The country is struggling to afford imports as a result of skyrocketing inflation, the rupee’s record low against the dollar, and a country-wide decrease in industrial output.
Ishaq Dar, Pakistan’s finance minister, said in a televised press conference: “Saudi Arabia had announced in the recent past that it would deposit an additional $2 billion dollars in the account of the State Bank of Pakistan — that has been credited to the State Bank.”
It increases the state’s foreign reserves to a total of $6.5 billion, a rise of about 50% from the account balance from the previous week.
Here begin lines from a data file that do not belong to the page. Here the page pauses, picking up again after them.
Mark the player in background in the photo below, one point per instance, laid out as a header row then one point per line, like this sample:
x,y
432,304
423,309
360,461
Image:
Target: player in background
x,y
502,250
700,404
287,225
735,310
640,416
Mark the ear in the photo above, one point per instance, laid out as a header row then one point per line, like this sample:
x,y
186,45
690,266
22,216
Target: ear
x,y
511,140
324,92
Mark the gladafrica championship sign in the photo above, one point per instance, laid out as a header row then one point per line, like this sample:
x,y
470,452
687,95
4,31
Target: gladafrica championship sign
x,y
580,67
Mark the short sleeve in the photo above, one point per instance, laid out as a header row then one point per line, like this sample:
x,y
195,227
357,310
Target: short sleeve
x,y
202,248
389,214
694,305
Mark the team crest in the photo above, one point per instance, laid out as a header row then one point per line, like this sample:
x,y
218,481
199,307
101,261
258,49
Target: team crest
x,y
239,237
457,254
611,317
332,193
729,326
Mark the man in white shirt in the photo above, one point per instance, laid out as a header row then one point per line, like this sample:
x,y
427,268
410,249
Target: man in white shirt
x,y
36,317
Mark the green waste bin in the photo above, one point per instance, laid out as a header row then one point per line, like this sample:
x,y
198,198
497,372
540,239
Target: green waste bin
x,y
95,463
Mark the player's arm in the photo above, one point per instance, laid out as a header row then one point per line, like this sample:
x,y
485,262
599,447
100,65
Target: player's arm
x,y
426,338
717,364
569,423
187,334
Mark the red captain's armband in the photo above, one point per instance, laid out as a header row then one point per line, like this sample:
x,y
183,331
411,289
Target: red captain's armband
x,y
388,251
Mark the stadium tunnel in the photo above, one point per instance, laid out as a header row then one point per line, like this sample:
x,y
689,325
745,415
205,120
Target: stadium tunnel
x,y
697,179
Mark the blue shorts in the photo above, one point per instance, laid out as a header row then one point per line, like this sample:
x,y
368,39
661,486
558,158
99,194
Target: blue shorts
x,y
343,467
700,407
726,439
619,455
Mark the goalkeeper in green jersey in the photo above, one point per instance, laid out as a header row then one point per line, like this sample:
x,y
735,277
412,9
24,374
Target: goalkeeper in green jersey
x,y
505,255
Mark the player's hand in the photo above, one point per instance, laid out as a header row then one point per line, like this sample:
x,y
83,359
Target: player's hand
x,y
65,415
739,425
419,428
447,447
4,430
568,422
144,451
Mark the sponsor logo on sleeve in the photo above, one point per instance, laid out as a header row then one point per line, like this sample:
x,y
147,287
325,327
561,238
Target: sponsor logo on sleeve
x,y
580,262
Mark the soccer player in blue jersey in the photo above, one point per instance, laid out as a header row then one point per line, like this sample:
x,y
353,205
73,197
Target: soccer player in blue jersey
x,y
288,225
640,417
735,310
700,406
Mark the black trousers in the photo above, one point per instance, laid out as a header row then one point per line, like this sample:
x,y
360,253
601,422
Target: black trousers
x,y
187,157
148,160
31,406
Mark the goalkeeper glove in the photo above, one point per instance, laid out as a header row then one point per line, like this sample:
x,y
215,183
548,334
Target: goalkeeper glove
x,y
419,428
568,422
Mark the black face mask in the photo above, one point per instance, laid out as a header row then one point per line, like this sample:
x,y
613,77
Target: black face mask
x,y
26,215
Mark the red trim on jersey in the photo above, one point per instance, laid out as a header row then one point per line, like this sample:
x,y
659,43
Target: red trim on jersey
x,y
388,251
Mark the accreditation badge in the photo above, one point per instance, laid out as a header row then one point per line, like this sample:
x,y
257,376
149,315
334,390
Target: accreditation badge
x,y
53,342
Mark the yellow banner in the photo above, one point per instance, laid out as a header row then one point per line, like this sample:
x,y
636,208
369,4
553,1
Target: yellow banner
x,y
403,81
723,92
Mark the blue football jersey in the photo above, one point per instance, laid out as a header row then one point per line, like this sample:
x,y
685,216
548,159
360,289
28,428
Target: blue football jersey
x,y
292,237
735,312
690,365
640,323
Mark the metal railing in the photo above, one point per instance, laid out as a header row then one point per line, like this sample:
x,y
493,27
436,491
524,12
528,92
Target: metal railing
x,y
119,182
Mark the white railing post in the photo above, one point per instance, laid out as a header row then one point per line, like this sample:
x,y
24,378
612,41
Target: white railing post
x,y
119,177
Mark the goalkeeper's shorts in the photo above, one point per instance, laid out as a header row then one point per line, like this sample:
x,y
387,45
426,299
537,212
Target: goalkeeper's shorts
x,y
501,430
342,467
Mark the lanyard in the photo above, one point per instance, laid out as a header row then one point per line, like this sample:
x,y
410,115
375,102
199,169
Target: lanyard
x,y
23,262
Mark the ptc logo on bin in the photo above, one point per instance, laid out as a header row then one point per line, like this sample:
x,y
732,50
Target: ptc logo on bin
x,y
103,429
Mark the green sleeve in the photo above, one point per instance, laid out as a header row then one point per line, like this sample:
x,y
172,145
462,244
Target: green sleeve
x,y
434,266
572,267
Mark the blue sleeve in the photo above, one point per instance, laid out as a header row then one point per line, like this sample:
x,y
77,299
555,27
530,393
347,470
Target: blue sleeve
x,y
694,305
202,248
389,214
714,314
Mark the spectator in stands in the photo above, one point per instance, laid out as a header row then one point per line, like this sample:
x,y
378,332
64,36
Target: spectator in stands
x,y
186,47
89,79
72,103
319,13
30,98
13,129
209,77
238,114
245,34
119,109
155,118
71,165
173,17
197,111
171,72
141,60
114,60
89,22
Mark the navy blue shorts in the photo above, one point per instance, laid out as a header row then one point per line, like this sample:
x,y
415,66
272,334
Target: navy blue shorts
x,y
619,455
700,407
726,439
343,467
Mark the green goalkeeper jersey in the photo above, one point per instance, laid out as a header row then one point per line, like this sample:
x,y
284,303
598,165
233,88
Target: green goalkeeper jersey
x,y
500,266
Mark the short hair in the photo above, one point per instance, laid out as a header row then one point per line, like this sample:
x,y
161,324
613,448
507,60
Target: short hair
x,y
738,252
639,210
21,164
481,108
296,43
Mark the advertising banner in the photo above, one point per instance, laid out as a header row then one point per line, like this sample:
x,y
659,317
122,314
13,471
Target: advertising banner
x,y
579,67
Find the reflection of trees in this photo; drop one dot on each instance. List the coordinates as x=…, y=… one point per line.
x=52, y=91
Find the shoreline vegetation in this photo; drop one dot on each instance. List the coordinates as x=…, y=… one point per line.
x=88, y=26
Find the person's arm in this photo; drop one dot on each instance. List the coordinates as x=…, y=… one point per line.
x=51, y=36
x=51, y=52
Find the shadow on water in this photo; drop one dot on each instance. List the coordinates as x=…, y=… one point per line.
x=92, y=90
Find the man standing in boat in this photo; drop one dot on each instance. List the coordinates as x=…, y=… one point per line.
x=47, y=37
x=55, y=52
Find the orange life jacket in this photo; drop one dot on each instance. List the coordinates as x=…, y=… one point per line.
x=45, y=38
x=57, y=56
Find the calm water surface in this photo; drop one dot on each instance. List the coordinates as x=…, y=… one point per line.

According to Standard Capital Securities research analyst Faisal Shaji, the deposit will stabilize Pakistan’s foreign exchange reserves and raise Pakistan’s credit standing on the global market.
“This is another significant and encouraging development for the IMF program. As a result, Pakistan’s currency will gain strength and the stock market would benefit more.
The IMF last week signed a fresh standby agreement worth $3 billion for Pakistan after the government satisfied the final requirements, which included obtaining guarantees of additional financial help from friendly countries. The announcement came after months of protracted discussions.
By the middle of July, the IMF’s executive board will decide whether to approve the standby agreement.
The Covid pandemic, a worldwide energy crisis, and historic floods that swamped a third of the nation last year have all contributed to Pakistan’s economy being stretched to its breaking point as a result of years of financial mismanagement.
According to data released this week, Pakistan’s headline inflation decreased in June for the first time in seven months. This is good news for the government, which is under pressure and must schedule elections this year.